Prediction
Prediction utilities for the NG Dataset.
combine_samples(predictions, restore_shape=False)
Combine predictions by data_idx.
Images are first grouped by their data_idx found in their region_spec, then
sorted by ascending sample_idx before being stacked along the S dimension.
Parameters:
-
predictions(list of ImageRegionData) –List of
ImageRegionData. -
restore_shape(bool, default:False) –If True, restore predictions to their original shape and dimension order.
Returns:
-
list of numpy.ndarray–List of combined predictions, one per unique
data_idx. -
list of str–List of sources, one per unique
data_idx.
decollate_image_region_data(batch)
Decollate a batch of ImageRegionData into a list of ImageRegionData.
Input batch has the following structure: - data: (B, C, (Z), Y, X) numpy.ndarray - source: sequence of str, length B - data_shape: sequence of tuple of int, each tuple being of length B - dtype: list of numpy.dtype, length B - axes: list of str, length B - region_spec: dict of {str: sequence}, each sequence being of length B - additional_metadata: dict of {str: Any}, each sequence being of length B
Parameters:
-
batch(ImageRegionData) –Batch of
ImageRegionData.
Returns:
-
list of ImageRegionData–List of
ImageRegionData.
stitch_single_prediction(tiles, restore_shape=False)
Stitch tiles back together to form a full image.

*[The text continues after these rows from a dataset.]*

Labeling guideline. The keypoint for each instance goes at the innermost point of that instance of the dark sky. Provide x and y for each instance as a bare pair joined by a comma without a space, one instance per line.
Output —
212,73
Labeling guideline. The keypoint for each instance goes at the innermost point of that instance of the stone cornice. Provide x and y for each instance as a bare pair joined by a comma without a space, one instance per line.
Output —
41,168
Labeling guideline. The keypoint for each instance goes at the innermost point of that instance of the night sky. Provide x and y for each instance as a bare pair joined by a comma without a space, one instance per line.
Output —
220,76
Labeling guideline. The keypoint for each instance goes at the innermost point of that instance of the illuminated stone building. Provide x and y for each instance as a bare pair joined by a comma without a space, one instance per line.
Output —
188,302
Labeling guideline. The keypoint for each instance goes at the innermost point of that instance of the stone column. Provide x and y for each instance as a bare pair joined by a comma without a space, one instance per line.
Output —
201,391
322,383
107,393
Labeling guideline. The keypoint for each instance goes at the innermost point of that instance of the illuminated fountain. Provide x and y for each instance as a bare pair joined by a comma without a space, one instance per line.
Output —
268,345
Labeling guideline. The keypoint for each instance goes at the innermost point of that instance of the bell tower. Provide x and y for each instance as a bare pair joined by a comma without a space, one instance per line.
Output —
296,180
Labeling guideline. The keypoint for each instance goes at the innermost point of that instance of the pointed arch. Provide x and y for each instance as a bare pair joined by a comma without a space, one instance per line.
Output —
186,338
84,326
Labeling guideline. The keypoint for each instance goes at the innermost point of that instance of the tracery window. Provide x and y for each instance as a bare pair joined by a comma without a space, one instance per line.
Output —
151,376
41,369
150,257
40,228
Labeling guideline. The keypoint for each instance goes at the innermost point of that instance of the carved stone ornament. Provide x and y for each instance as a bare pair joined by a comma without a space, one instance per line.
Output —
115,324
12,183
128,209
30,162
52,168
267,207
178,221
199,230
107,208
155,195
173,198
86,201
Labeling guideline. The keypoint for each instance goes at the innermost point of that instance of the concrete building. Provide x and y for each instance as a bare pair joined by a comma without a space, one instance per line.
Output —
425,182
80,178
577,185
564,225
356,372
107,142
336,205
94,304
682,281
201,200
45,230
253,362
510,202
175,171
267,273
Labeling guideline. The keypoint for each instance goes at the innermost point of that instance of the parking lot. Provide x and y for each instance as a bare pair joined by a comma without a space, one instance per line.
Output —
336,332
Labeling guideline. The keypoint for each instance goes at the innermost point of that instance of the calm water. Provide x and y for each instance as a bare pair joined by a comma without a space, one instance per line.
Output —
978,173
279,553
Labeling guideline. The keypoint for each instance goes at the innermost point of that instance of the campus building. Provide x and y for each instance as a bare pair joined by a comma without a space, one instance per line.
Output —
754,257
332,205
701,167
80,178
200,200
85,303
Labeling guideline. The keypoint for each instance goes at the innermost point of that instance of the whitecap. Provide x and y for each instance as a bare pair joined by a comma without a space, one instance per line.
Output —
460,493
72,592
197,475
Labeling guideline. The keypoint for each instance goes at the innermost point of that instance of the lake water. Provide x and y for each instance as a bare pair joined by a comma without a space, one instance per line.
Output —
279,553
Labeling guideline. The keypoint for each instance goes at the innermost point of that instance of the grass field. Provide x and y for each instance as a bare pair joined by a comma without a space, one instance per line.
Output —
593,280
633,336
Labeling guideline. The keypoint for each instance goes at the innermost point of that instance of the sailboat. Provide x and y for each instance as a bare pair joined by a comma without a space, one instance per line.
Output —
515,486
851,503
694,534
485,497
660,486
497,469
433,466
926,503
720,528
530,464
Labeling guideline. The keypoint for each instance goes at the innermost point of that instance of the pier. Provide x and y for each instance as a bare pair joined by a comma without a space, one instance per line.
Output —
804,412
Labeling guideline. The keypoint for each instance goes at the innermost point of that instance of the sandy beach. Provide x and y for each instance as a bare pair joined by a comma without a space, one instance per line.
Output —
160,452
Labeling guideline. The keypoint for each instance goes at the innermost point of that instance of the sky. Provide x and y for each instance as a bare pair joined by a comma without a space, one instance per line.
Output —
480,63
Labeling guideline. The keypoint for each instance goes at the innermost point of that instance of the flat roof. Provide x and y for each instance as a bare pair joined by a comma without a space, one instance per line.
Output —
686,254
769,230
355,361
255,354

Tiles are of dimensions C(Z)YX, where C is the number of channels and can be a singleton dimension.
Parameters:
-
tiles(list of ImageRegionData) –Cropped tiles and their respective stitching coordinates.
-
restore_shape(bool, default:False) –If True, restore prediction to its original shape and dimension order.
Returns:
-
ndarray–Full image, with dimensions SC(Z)YX.